Brazilian President Jair Bolsonaro appeared to play down concerns around the U.S.’s new travel restrictions on Brazil on Sunday, as the number of confirmed coronavirus cases in the South American country soared past 360,000.
COVID-19 cases in Brazil have risen exponentially in the wake of the country’s initial outbreak, with the South American nation now having the second highest number of cases globally.
As of May 1, Brazil had logged more than 92,000 coronavirus cases, according to an online tracker maintained by the Johns Hopkins University. In the weeks since, however, that number has nearly quadrupled, with 363,211 cases confirmed as of Monday and with 22,666 cases resulting in death, according to the online tracker.

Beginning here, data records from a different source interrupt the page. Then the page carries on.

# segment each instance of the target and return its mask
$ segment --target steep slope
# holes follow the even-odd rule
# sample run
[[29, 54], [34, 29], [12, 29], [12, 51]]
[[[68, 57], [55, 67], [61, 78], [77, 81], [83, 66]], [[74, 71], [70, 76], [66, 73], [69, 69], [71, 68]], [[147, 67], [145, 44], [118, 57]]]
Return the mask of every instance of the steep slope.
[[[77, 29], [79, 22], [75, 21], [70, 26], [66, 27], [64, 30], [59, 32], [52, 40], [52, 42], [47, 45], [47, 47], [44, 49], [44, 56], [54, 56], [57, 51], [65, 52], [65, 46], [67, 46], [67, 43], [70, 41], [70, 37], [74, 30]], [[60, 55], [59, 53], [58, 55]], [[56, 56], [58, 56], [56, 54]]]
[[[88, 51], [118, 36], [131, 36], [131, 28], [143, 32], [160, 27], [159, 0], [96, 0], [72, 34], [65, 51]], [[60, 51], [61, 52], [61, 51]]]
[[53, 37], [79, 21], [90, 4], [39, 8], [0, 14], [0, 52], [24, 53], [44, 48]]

In response to the growing crisis in the South American country, the U.S., which still has the highest number of confirmed coronavirus cases in the world, has announced strict travel restrictions barring entry to foreign nationals who have been in Brazil within 14 days of seeking entry into the U.S.
The new travel restrictions, which are expected to take affect on May 28, will not apply to U.S. citizens or to most immediate family members of U.S. citizens and legal permanent residents. It also will not apply to certain categories of individual visa holders identified in the new proclamation.
In a statement on Sunday, White House Press Secretary Kayleigh McEnany said the measure would “help ensure foreign nationals who have been in Brazil do not become a source of additional infections in our country.”
The travel ban, McEnany said, will not impact bilateral trade.